While mobile communication networks continue to improve in speed and reliability, time-sensitive applications that impact the QoS, or even the sustenance of life, require data fabrics to extend out from the datacenter core to a dynamic enterprise edge. Software-defined storage technology enables rapid creation and migration of edge storage environments wherein the intersection of live data and big data analytics occurs, meeting the need of local and mobile analytic workloads. Delivering data in this way will enable seamless and efficient traffic flow management among connected vehicles (e.g., prioritized traffic protocols for emergency response vehicles) or real-time fraud detection or facial recognition for improved security at sporting events or transportation hubs. The growing amount of data creation across an increasing number of connected devices in a mobile, real-time world is a fundamental driver of edge storage.

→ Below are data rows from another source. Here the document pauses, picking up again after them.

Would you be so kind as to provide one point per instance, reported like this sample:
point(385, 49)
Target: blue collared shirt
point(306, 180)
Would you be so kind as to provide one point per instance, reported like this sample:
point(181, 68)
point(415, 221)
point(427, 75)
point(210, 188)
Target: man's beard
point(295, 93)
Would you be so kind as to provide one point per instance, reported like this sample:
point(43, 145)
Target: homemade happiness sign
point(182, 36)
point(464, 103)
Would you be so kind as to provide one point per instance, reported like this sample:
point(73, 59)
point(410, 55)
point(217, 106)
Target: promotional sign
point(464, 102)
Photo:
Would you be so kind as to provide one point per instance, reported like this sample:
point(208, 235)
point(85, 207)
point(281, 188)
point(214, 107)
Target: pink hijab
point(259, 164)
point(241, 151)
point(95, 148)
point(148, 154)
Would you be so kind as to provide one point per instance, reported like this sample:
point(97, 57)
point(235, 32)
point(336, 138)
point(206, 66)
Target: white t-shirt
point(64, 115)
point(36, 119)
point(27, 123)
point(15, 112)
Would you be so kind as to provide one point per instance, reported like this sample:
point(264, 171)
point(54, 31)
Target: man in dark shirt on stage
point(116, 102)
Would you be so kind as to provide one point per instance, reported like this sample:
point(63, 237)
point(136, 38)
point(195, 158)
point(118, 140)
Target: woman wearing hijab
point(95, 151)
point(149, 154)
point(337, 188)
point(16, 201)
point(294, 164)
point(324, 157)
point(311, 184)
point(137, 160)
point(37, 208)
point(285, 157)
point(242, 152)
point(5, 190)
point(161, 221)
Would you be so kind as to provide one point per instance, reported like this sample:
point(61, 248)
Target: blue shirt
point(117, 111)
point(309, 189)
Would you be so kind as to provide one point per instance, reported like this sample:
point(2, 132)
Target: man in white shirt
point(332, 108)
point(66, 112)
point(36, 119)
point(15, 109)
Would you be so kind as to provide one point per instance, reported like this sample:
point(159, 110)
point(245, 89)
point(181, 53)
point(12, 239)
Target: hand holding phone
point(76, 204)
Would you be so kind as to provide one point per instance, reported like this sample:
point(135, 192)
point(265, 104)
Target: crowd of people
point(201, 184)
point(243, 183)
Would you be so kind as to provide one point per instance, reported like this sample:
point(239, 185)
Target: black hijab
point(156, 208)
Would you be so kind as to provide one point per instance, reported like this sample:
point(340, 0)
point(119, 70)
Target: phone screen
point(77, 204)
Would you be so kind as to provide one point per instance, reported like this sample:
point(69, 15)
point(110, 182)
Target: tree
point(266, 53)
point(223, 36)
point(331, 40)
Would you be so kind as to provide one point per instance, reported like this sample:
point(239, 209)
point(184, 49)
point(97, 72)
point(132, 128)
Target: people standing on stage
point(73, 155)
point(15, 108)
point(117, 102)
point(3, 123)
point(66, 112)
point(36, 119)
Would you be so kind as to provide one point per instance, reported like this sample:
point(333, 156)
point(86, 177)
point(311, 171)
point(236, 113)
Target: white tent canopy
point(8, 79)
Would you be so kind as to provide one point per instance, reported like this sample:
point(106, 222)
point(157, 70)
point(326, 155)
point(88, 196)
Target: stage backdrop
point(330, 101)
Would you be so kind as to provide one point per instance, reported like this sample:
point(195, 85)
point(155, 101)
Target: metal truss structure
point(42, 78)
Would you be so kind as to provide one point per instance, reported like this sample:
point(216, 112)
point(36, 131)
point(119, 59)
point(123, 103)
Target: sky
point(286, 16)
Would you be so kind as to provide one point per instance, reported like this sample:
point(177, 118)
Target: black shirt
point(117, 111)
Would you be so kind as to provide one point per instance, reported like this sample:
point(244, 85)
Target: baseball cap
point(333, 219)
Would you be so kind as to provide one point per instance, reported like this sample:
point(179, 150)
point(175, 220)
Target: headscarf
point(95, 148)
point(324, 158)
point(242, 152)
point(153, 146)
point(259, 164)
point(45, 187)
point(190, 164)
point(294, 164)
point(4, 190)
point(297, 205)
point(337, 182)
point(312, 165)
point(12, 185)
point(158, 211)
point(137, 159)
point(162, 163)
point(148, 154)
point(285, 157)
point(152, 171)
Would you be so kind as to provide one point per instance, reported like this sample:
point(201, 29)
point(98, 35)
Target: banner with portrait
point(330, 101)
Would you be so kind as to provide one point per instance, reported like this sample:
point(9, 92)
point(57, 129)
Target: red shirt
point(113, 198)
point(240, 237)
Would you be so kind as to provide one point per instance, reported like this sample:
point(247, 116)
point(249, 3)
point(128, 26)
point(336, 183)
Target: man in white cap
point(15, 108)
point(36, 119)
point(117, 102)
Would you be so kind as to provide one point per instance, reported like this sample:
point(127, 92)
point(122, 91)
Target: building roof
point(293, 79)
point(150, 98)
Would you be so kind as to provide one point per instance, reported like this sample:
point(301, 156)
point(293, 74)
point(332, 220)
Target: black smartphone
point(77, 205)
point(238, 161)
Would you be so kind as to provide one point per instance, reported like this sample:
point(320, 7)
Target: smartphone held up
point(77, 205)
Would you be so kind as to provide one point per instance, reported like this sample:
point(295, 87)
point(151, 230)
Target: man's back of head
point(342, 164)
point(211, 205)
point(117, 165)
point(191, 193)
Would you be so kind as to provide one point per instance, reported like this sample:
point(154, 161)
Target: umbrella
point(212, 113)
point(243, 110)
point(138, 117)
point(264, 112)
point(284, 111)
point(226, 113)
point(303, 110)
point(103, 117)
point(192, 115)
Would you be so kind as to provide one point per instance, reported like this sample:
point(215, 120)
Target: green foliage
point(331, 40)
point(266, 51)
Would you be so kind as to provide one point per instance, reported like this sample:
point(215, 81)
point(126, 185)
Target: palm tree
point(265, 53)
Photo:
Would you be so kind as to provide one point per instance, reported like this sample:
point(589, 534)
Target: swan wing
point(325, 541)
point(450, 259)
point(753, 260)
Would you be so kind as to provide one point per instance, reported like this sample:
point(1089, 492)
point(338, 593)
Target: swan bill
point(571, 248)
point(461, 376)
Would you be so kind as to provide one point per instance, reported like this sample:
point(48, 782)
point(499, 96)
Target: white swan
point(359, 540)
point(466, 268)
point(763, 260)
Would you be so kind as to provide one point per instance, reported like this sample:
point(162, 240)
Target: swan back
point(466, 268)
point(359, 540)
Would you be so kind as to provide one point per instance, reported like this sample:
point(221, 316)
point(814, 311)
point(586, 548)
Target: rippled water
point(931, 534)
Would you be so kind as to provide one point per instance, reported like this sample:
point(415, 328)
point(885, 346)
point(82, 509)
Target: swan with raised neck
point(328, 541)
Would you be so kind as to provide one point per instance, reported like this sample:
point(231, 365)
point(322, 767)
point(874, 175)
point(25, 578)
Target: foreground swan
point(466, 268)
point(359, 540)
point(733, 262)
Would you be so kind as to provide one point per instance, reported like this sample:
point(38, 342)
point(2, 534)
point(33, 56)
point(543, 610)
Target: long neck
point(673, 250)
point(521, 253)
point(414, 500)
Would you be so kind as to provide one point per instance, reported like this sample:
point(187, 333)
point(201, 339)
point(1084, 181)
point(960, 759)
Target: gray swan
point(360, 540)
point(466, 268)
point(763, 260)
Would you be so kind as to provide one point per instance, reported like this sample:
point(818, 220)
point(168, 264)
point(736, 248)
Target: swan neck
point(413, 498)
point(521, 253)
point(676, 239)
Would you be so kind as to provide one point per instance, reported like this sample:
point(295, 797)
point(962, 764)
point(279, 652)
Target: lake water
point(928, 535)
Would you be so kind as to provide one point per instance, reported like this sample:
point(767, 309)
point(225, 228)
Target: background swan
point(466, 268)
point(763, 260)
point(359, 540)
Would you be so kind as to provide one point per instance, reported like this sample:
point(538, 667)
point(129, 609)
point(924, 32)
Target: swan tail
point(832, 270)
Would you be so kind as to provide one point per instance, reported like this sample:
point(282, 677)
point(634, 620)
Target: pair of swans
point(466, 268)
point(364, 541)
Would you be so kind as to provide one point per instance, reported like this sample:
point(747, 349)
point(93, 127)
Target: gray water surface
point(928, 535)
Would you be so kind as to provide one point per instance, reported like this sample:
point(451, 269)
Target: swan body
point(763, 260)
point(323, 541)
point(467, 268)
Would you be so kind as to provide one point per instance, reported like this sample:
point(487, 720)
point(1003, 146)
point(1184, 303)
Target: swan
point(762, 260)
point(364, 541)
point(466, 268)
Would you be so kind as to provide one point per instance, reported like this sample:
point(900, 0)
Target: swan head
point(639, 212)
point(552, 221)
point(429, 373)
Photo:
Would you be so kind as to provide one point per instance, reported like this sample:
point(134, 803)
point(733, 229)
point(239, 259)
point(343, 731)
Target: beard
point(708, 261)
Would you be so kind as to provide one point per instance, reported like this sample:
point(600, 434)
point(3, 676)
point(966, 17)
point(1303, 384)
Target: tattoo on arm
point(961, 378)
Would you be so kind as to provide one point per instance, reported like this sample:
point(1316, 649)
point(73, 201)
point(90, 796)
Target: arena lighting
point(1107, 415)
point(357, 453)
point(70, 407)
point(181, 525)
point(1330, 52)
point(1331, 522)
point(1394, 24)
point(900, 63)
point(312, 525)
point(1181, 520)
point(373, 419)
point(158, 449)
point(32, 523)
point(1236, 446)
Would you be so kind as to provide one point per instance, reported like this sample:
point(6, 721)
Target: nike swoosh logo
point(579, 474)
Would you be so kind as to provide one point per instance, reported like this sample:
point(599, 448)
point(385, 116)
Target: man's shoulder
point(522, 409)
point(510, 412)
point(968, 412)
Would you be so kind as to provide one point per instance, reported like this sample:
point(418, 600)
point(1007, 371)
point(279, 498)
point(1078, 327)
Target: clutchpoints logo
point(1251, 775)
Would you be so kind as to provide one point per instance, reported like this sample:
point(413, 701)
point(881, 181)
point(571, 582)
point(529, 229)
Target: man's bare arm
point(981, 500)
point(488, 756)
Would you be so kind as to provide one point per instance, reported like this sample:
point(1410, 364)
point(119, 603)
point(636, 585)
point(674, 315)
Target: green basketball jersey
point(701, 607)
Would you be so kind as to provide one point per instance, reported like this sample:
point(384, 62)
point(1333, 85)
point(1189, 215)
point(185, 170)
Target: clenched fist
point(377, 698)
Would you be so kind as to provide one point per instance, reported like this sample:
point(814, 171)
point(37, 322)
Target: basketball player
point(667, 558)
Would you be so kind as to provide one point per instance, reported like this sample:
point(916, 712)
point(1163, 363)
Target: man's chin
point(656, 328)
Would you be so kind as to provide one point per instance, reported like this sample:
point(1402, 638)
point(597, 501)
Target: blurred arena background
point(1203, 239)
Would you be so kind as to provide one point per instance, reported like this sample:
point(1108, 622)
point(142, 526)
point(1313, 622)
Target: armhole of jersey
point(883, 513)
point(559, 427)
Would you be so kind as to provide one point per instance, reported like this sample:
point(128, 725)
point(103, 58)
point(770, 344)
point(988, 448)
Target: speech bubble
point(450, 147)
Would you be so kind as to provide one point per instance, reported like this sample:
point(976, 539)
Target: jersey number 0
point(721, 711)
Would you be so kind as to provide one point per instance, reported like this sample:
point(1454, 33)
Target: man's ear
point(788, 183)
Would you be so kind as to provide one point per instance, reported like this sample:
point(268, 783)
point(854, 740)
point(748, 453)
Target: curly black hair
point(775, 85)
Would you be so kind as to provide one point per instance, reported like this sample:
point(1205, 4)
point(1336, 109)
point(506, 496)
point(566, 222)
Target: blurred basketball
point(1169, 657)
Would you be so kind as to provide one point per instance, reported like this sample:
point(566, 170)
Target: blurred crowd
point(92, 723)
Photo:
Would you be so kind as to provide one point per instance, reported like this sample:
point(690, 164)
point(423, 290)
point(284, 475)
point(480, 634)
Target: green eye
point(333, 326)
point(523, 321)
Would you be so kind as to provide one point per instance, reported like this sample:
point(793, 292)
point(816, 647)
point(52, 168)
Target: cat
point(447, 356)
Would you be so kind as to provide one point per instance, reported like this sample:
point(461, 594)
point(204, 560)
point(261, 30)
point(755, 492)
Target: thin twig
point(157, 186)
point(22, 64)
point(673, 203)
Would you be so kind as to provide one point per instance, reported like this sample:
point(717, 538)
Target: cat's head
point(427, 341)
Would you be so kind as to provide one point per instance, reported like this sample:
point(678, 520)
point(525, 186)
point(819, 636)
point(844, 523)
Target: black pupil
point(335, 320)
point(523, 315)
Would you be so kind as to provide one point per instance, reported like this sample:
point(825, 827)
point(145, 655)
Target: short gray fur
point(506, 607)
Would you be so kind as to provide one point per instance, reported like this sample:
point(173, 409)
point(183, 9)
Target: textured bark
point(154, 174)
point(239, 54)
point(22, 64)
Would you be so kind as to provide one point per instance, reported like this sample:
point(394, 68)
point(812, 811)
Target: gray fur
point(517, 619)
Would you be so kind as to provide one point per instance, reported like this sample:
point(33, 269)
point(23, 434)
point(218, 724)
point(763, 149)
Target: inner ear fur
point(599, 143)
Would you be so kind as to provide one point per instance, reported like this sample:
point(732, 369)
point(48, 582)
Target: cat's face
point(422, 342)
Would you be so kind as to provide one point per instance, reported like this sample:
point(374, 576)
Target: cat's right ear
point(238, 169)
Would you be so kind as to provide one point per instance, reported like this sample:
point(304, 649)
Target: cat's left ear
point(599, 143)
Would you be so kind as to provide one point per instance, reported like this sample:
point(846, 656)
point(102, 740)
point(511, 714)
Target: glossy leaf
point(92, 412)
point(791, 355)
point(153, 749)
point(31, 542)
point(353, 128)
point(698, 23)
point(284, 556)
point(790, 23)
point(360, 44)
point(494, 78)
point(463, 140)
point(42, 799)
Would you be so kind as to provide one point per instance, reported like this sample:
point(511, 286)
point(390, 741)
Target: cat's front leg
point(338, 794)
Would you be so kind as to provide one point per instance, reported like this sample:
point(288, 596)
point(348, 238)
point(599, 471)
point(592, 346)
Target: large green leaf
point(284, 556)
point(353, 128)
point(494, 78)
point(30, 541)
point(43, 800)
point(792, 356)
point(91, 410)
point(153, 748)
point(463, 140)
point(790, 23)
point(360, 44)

Figure 3: Where Data is Created

We see another rapidly changing landscape when evaluating the platforms that generate and ultimately store data (see Figure 4). One of the fundamental realities occurring is the resurgence of the enterprise as a location for data usage. From 1980 to the early 2000s, PCs and entertainment media dominated data creation and consumption. However, with improved network and IP connectivity over time, there is less need for data to be stored locally on PCs and other mobile devices. In 2010, nearly 50% of data that was stored was for entertainment purposes, resulting from the distribution of a great many DVDs and Blu-ray discs. As consumer video consumption shifts subsequently to streaming services, the share of storage within enterprise infrastructure rises and entertainment-related device stored data drops.

Other shifts reflect the major trends brought about by the 3rd Platform of computing, including mobile, social, big data analytics, high definition video, and cloud computing. The rise of cloud storage increases enterprise usage. Mobile devices, although small, rise rapidly through the projected time period as businesses endeavor to deliver data and services to their customers in real time via these devices.

Figure 4: Where Data is Stored

The ultimate outcome of the shift to cloud-based, fast-access, and truly mobile data usage is that data has increasingly become a critical in influencer for not only our businesses but also our lives in all aspects.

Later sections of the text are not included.